Em apenas 8 anos, o faturamento do Hospital Santa Maria de Ananindeua aumentou 1.068%, saltando de R$ 13 milhões para mais de R$ 156 milhões por ano, em valores atualizados pelo IPCA do último mês de janeiro e já descontada a inflação. O aumento ocorreu entre 2014 e 2022 e coincidiu com a ascensão política de um dos donos do hospital: o atual prefeito de Ananindeua, Daniel Barbosa Santos.

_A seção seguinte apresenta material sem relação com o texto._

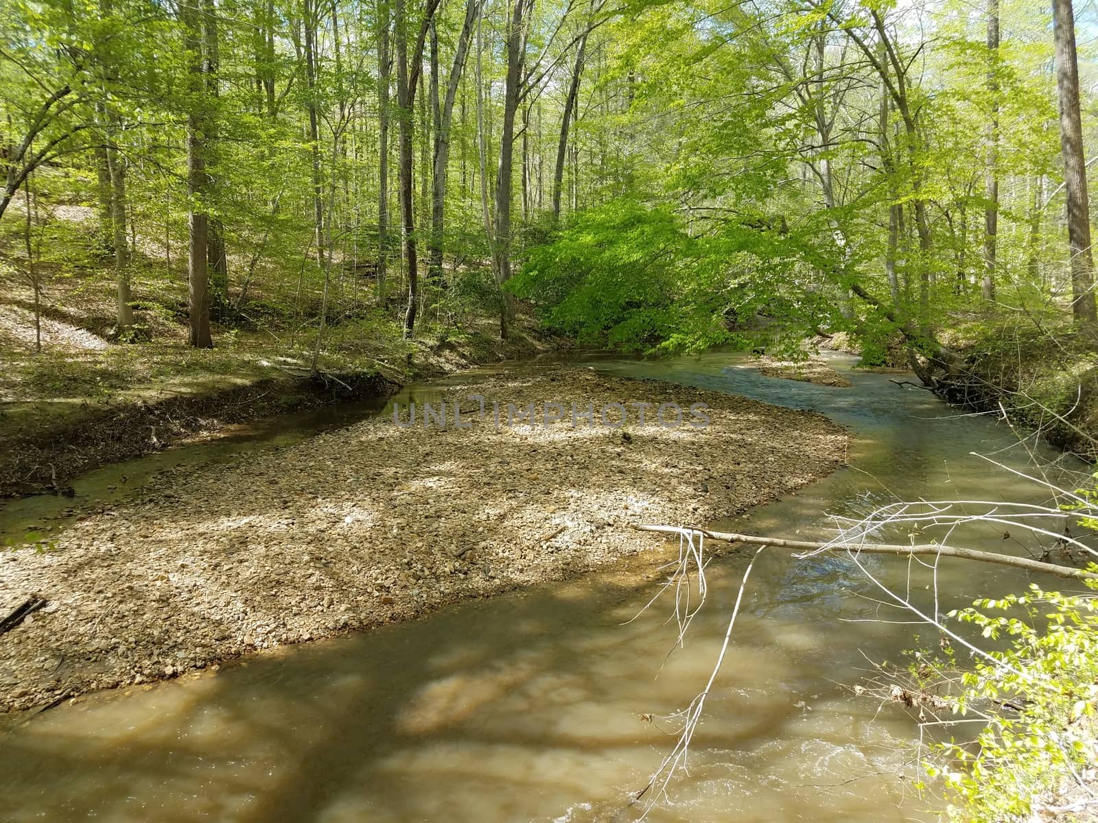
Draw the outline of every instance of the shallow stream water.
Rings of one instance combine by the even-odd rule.
[[[849,469],[718,527],[807,539],[832,533],[829,516],[864,515],[897,498],[1047,499],[972,452],[1012,466],[1035,459],[1053,473],[1082,470],[1043,447],[1018,444],[1004,425],[959,415],[928,392],[851,370],[852,362],[832,361],[854,383],[845,390],[763,377],[732,354],[587,364],[813,408],[851,428]],[[412,387],[400,399],[430,392]],[[114,505],[166,465],[291,442],[381,405],[277,418],[74,485],[85,503]],[[9,504],[0,531],[64,528],[70,505]],[[1001,529],[979,526],[953,542],[1022,551],[1017,538],[1005,541]],[[684,708],[708,679],[750,554],[709,566],[709,600],[685,649],[673,652],[670,602],[626,624],[660,585],[626,562],[423,620],[259,654],[217,673],[10,718],[0,725],[0,819],[636,820],[630,797],[675,740],[673,723],[659,715]],[[865,565],[890,585],[909,583],[906,561]],[[910,577],[922,604],[932,598],[920,591],[930,579],[925,570]],[[1012,570],[943,561],[939,609],[1027,583]],[[881,600],[848,561],[763,552],[694,736],[690,774],[672,781],[648,820],[934,820],[940,801],[914,788],[917,726],[897,707],[847,688],[869,661],[899,661],[916,635],[932,635]]]

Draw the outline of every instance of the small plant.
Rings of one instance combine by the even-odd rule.
[[[945,783],[949,820],[1022,823],[1044,820],[1040,815],[1054,809],[1068,815],[1057,820],[1093,820],[1071,815],[1088,807],[1096,778],[1096,602],[1094,595],[1063,595],[1034,584],[1028,594],[982,599],[950,612],[985,639],[1009,643],[963,672],[955,694],[939,707],[986,721],[972,741],[932,746],[926,770]],[[910,668],[922,684],[931,673],[949,670],[955,670],[950,653],[935,661],[917,655]]]

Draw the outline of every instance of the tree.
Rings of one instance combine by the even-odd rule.
[[[503,127],[500,133],[500,169],[495,178],[495,278],[500,288],[511,280],[511,200],[515,158],[515,113],[523,91],[523,66],[526,58],[526,26],[534,0],[514,0],[504,37],[507,74],[503,87]],[[504,292],[500,312],[500,336],[507,339],[515,319],[515,297]]]
[[[187,115],[187,196],[189,199],[187,271],[191,346],[213,348],[210,335],[209,290],[209,214],[206,212],[208,178],[205,170],[205,61],[203,41],[205,26],[199,0],[184,0],[180,5],[183,22],[183,48],[187,53],[189,109]]]
[[[1079,68],[1072,0],[1053,0],[1052,18],[1056,44],[1056,89],[1060,93],[1060,145],[1064,155],[1064,187],[1067,192],[1067,247],[1072,256],[1072,314],[1077,323],[1094,330],[1098,326],[1098,315],[1095,309],[1087,166],[1083,159]]]
[[[450,157],[450,132],[453,125],[453,103],[458,95],[458,86],[461,82],[461,75],[464,71],[466,58],[469,53],[469,42],[472,38],[473,26],[477,24],[481,13],[481,0],[468,0],[466,3],[466,19],[461,24],[461,32],[458,34],[458,44],[453,53],[453,65],[450,68],[450,77],[446,83],[446,98],[442,102],[441,112],[438,116],[438,126],[435,129],[435,153],[432,171],[432,199],[430,199],[430,243],[429,243],[429,272],[433,278],[441,280],[442,277],[442,245],[446,232],[446,189],[447,189],[447,165]]]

Nesse período, ele foi vereador, deputado estadual, presidente da Câmara Municipal de Ananindeua e presidente da Assembleia Legislativa do Pará (Alepa), além de se eleger prefeito. Daniel só deixou a empresa, formalmente, em maio de 2022. Ao todo, a sua administração pagou ao Santa Maria mais de R$ 71,5 milhões, até o último 25 de abril, com recursos do Sistema Único de Saúde (SUS). Desse total, R$ 24 milhões foram pagos quando ele ainda era dono do hospital.
As informações são do portal municipal da Transparência, do Cadastro Nacional de Estabelecimentos de Saúde (CNES) e de balanços contábeis do Santa Maria, registrados na Junta Comercial do Pará (JUCEPA). Nesses 8 anos, o hospital do prefeito, que antes funcionava em um prédio velho e acanhado, virou um dos maiores da Região Metropolitana.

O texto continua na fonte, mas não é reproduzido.